Many praised the employee in the video saying that with one saying he "deserves a promotion".
Another wrote: "If the rest of NZ embraced our culture like this man, it would be an epic movement to the healing of our people."
Ferguson also captured a video of her son's exchange but couldn't share it as she filmed her pin number.
The mother revealed that the employee impacted her son's spoken language in a great way as he just started Kura Kaupapa and did not have any background with te reo.
"He was really shy to talk Māori to anyone. After [the employee] had done that my son's amazed and now he's speaking te reo wherever."
She said the employee speaking te reo to customers would impact future generations by passing down a language that has been dying out.
"People have been scared to talk te reo because they were perceived as dumb as they didn't know how to speak English, didn't know how to read English or write English.
"He's amazing and he needs to keep it up because he doesn't realise the impact it's making on our people."
Ferguson revealed she later spoke to the employee who revealed he wants to teach te reo to students one day.
Speaking to the Herald, the McDonald's employee in the video, Elijah-Blue Francis-Sorenson who is also Māori, revealed that this is not the first time he has spoken te reo to customers.
"I encourage our Kura Kaupapa students to speak Māori to me whenever they come through," Francis-Sorenson said.
He also mentioned that speaking te reo is encouraged by management at the Rotorua store and other employees also speak the language to customers.
"We have a few people who do little Māori phrases here and there such as kia ora or mōrena.
"That's including Pākehā employees and even one of our Korean staff, he said.
"He loves speaking te reo Māori whenever he can."
Francis-Sorenson believed that speaking te reo benefits the language itself.
"Just having anyone and everyone that can and will try to speak it, speak it. It just helps revitalise a dying language," he said.
A McDonald's spokesperson told the Herald in statement: "It's great to see customers and McDonald's staff conversing in te reo.

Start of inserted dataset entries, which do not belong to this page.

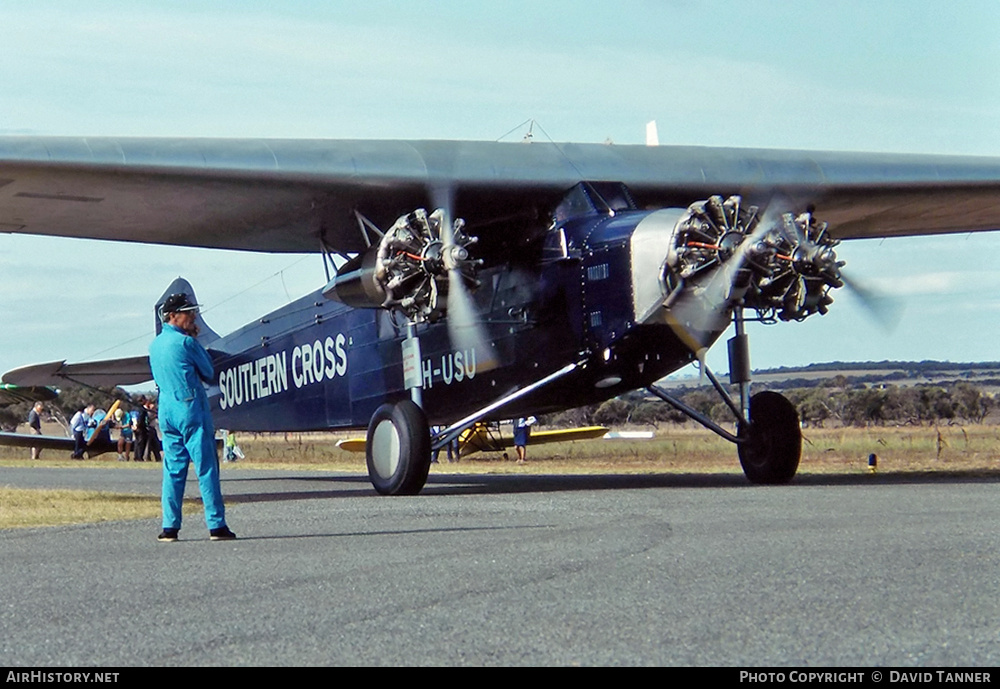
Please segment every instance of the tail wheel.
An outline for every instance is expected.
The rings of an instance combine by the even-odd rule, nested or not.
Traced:
[[[382,495],[416,495],[431,466],[430,429],[410,400],[383,404],[368,424],[368,477]]]
[[[795,406],[776,392],[750,398],[750,423],[740,424],[740,464],[751,483],[788,483],[799,468],[802,430]]]

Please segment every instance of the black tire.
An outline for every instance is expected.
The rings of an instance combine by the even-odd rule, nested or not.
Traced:
[[[750,423],[740,424],[740,464],[751,483],[788,483],[799,468],[802,430],[795,406],[776,392],[750,398]]]
[[[368,477],[382,495],[416,495],[431,467],[427,417],[410,400],[383,404],[368,423]]]

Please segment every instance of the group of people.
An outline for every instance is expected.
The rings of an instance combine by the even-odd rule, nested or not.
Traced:
[[[121,413],[120,413],[121,412]],[[123,417],[126,417],[123,419]],[[129,461],[129,444],[135,450],[137,462],[159,462],[162,444],[160,435],[156,432],[156,402],[152,399],[139,398],[139,408],[127,415],[121,409],[115,411],[119,419],[121,435],[118,438],[118,459]],[[129,433],[128,431],[131,431]]]
[[[134,449],[135,461],[159,462],[162,444],[156,432],[156,402],[147,397],[140,397],[138,402],[139,408],[134,411],[115,410],[112,426],[119,430],[118,461],[130,461]]]
[[[130,461],[134,450],[137,462],[159,462],[161,444],[156,431],[156,402],[140,397],[138,405],[139,408],[131,412],[121,408],[115,409],[110,418],[104,419],[96,417],[95,404],[80,407],[69,422],[70,432],[73,434],[73,454],[70,457],[83,459],[87,447],[95,440],[100,440],[104,445],[115,443],[112,432],[117,431],[118,461]],[[41,435],[42,411],[43,407],[39,402],[28,414],[28,426],[31,427],[32,433],[37,435]],[[95,434],[96,438],[93,437]],[[32,459],[37,459],[40,454],[38,448],[32,448]]]

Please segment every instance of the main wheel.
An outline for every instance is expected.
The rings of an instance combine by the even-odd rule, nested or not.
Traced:
[[[802,430],[795,405],[776,392],[750,398],[750,423],[740,424],[740,464],[751,483],[788,483],[799,468]]]
[[[416,495],[431,467],[431,435],[423,410],[410,400],[383,404],[368,423],[368,477],[382,495]]]

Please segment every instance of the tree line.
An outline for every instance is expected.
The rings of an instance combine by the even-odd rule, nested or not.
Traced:
[[[764,386],[754,386],[755,391],[761,389]],[[729,407],[712,390],[698,388],[675,394],[713,421],[727,423],[733,420]],[[869,386],[837,377],[825,385],[786,388],[782,394],[798,409],[804,426],[820,428],[825,425],[983,423],[997,408],[997,399],[992,394],[975,383],[964,381],[948,385]],[[121,388],[67,386],[45,406],[50,418],[65,423],[78,409],[91,402],[107,409],[114,400],[121,400],[128,410],[138,408],[140,396],[141,393],[130,394]],[[0,427],[14,430],[27,420],[31,407],[31,402],[19,402],[0,408]],[[557,427],[634,424],[656,428],[661,424],[684,423],[688,417],[665,402],[650,398],[645,391],[636,390],[601,404],[548,414],[539,420]]]
[[[755,386],[759,391],[764,386]],[[804,426],[903,426],[940,423],[983,423],[997,406],[996,398],[974,383],[940,385],[844,385],[782,390],[799,412]],[[733,421],[733,413],[712,390],[675,393],[682,402],[718,423]],[[645,391],[630,392],[601,404],[550,414],[541,419],[555,426],[658,427],[683,423],[688,417]]]

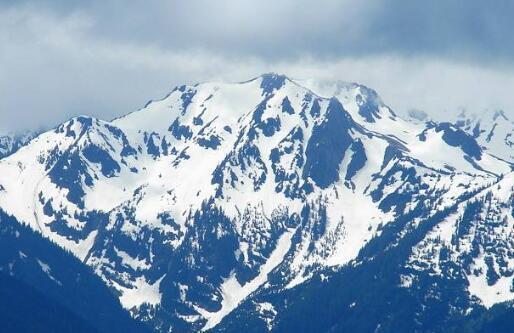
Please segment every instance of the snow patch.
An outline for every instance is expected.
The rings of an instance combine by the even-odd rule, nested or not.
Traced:
[[[123,305],[125,309],[130,310],[132,308],[138,308],[143,304],[159,304],[162,298],[159,286],[163,278],[164,276],[153,284],[150,284],[146,281],[145,277],[138,277],[132,288],[125,288],[118,285],[117,289],[122,293],[120,296],[121,305]]]

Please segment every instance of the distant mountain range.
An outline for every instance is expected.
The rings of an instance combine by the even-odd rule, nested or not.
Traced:
[[[92,290],[72,278],[91,270],[88,305],[122,318],[116,297],[157,332],[507,332],[513,131],[502,111],[403,118],[355,83],[179,86],[0,139],[0,227],[34,231],[2,272],[77,330],[113,331],[61,298]],[[43,241],[61,254],[40,257]]]
[[[15,153],[41,132],[43,131],[25,131],[22,133],[8,134],[0,133],[0,158],[4,158]]]

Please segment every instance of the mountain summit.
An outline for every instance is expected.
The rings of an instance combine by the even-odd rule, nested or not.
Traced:
[[[512,152],[320,87],[264,74],[70,119],[0,160],[0,207],[160,332],[442,332],[514,299]]]

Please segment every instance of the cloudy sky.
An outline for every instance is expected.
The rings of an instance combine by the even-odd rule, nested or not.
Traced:
[[[400,113],[514,117],[512,13],[510,0],[0,0],[0,130],[270,71],[363,83]]]

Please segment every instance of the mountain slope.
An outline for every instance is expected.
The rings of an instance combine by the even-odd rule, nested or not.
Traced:
[[[5,332],[97,332],[77,314],[3,273],[0,322]]]
[[[0,274],[3,329],[149,331],[130,318],[89,267],[2,211]]]
[[[420,283],[399,299],[414,304],[439,283],[442,305],[421,302],[398,322],[434,330],[447,323],[431,321],[440,305],[513,299],[512,159],[456,124],[406,121],[365,86],[306,86],[265,74],[180,86],[110,122],[73,118],[0,161],[0,207],[160,331],[288,331],[318,288],[348,307],[348,295],[369,302],[384,285],[407,295]],[[387,314],[363,331],[388,327]],[[355,324],[334,320],[319,330]]]
[[[497,206],[508,211],[490,211],[486,220],[481,220],[474,214],[494,207],[490,203],[501,198],[495,194],[499,187],[504,189],[500,192],[509,195]],[[417,209],[389,224],[380,237],[363,248],[355,264],[336,272],[326,271],[320,278],[280,295],[274,290],[254,295],[218,330],[265,330],[270,312],[263,312],[262,319],[250,315],[258,312],[259,304],[268,304],[268,308],[273,305],[275,332],[479,332],[483,318],[489,320],[484,324],[489,331],[505,327],[495,319],[501,310],[490,311],[481,304],[490,307],[488,301],[512,299],[510,285],[501,289],[504,284],[498,282],[509,279],[512,283],[511,264],[501,263],[510,257],[504,251],[511,251],[511,237],[505,233],[507,228],[512,229],[510,193],[512,179],[503,179],[473,196],[457,198],[455,205],[433,215]],[[417,217],[422,217],[422,222],[413,228]],[[482,227],[470,228],[470,224]],[[500,230],[480,230],[484,227]],[[487,268],[478,270],[476,261],[483,260],[484,252],[491,260],[486,260]],[[484,287],[472,287],[475,278],[485,280],[486,276],[491,281]],[[474,294],[476,290],[482,294]],[[493,298],[484,297],[487,295]],[[511,305],[497,307],[508,309]]]

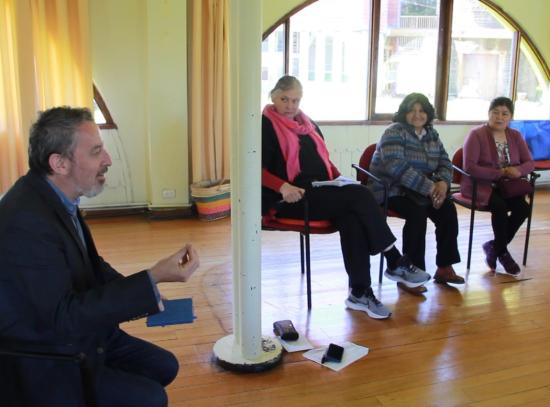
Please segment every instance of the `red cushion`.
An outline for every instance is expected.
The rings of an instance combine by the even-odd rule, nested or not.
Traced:
[[[262,229],[281,230],[290,232],[304,232],[305,224],[303,219],[290,218],[262,218]],[[329,234],[336,232],[336,228],[328,220],[309,221],[309,233],[311,234]]]
[[[392,209],[388,209],[388,216],[390,218],[401,218],[401,215]],[[401,218],[401,219],[404,219],[404,218]]]
[[[275,220],[283,225],[305,226],[303,219],[275,218]],[[309,226],[312,228],[329,228],[332,227],[332,223],[329,220],[310,220]]]
[[[453,198],[453,201],[455,201],[457,204],[464,206],[468,209],[472,208],[472,200],[471,198],[467,198],[464,195],[462,195],[460,192],[455,192],[451,195]],[[476,210],[478,211],[488,211],[489,206],[483,205],[483,206],[476,206]]]
[[[535,170],[550,170],[550,160],[535,160]]]

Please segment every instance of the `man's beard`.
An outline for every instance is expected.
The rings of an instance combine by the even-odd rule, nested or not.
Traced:
[[[94,185],[92,188],[90,188],[87,191],[81,191],[81,195],[84,195],[86,198],[93,198],[94,196],[99,195],[103,191],[104,187],[105,187],[105,184]]]

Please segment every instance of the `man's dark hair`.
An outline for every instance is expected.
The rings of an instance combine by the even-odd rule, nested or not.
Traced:
[[[72,157],[76,129],[84,122],[93,122],[87,108],[54,107],[40,113],[29,136],[29,167],[40,174],[51,174],[51,154]]]
[[[428,98],[422,93],[411,93],[405,96],[405,99],[403,99],[403,101],[399,105],[399,109],[393,115],[392,120],[394,122],[407,123],[407,113],[409,113],[413,109],[415,103],[420,103],[422,109],[427,113],[428,121],[426,122],[426,124],[432,124],[432,121],[435,118],[435,109]]]
[[[491,101],[491,104],[489,105],[489,112],[498,106],[507,107],[510,113],[512,114],[512,116],[514,115],[514,102],[512,102],[510,98],[507,98],[505,96],[499,96],[498,98],[494,98]]]

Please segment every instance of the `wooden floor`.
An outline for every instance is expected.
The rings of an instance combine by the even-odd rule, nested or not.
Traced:
[[[298,235],[262,237],[262,326],[291,319],[314,345],[352,341],[367,357],[340,372],[283,356],[271,371],[238,374],[212,362],[216,340],[232,331],[230,222],[148,221],[137,217],[89,222],[103,257],[124,274],[150,266],[193,242],[201,268],[187,284],[164,285],[168,298],[193,297],[193,324],[147,328],[131,334],[173,351],[181,364],[168,388],[170,406],[550,406],[550,190],[539,190],[527,267],[518,279],[491,274],[481,244],[492,236],[488,214],[477,216],[472,268],[464,286],[428,283],[416,297],[385,279],[373,288],[393,310],[389,320],[346,310],[347,279],[337,234],[312,239],[313,310],[306,307],[299,273]],[[456,270],[466,273],[468,214],[459,210]],[[396,236],[401,222],[391,220]],[[521,259],[525,227],[510,246]],[[399,242],[400,246],[400,242]],[[434,272],[434,236],[427,237],[427,271]],[[378,258],[372,258],[377,281]]]

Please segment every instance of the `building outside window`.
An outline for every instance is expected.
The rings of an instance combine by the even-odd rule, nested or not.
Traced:
[[[496,96],[516,101],[516,119],[550,118],[548,68],[518,26],[480,0],[448,4],[312,2],[285,21],[289,50],[280,50],[285,24],[264,40],[276,44],[263,48],[262,89],[283,75],[286,58],[318,121],[389,119],[411,92],[426,94],[444,120],[484,120]]]

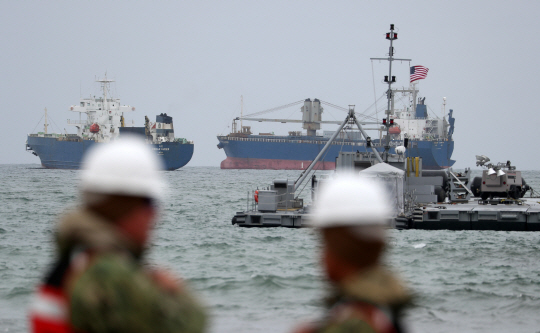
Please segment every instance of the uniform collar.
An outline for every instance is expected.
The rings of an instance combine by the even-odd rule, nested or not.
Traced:
[[[61,255],[75,248],[141,252],[112,223],[83,208],[64,214],[57,227],[56,240]]]

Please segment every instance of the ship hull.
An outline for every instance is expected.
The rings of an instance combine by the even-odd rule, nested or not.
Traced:
[[[28,136],[27,149],[31,149],[48,169],[79,169],[84,154],[93,145],[93,140],[59,140],[55,137]],[[185,166],[193,156],[193,144],[163,142],[150,144],[153,151],[163,159],[165,170],[176,170]]]
[[[323,149],[328,139],[312,137],[229,137],[218,136],[218,148],[222,148],[227,158],[221,162],[222,169],[274,169],[274,170],[303,170]],[[378,142],[374,143],[375,145]],[[394,147],[401,142],[392,142],[390,153],[395,153]],[[425,170],[441,170],[452,166],[451,159],[454,150],[453,141],[409,141],[407,157],[421,157]],[[366,152],[371,151],[364,141],[334,142],[326,154],[318,162],[316,169],[333,170],[340,151]],[[377,147],[379,152],[383,148]]]
[[[227,157],[221,162],[222,169],[267,169],[267,170],[304,170],[311,161],[308,160],[283,160],[267,158],[238,158]],[[335,162],[317,162],[315,170],[334,170]]]

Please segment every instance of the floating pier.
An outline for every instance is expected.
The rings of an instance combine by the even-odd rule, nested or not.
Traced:
[[[540,231],[540,198],[472,199],[418,206],[398,229]]]

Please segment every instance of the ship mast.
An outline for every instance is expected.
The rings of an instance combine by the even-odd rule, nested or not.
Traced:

We've seen similar interactions shared online in the past, and in the Hawkes Bay our team worked with Ngati Kahungunu to put up bilingual menus for popular items.
"Our language policy is focused on inclusion, and creating an environment where customers and staff feel comfortable. We recently updated our policy, consulting with the likes of the Māori Language Commission, to ensure the three official languages of New Zealand, English, te reo and sign, are formally acknowledged."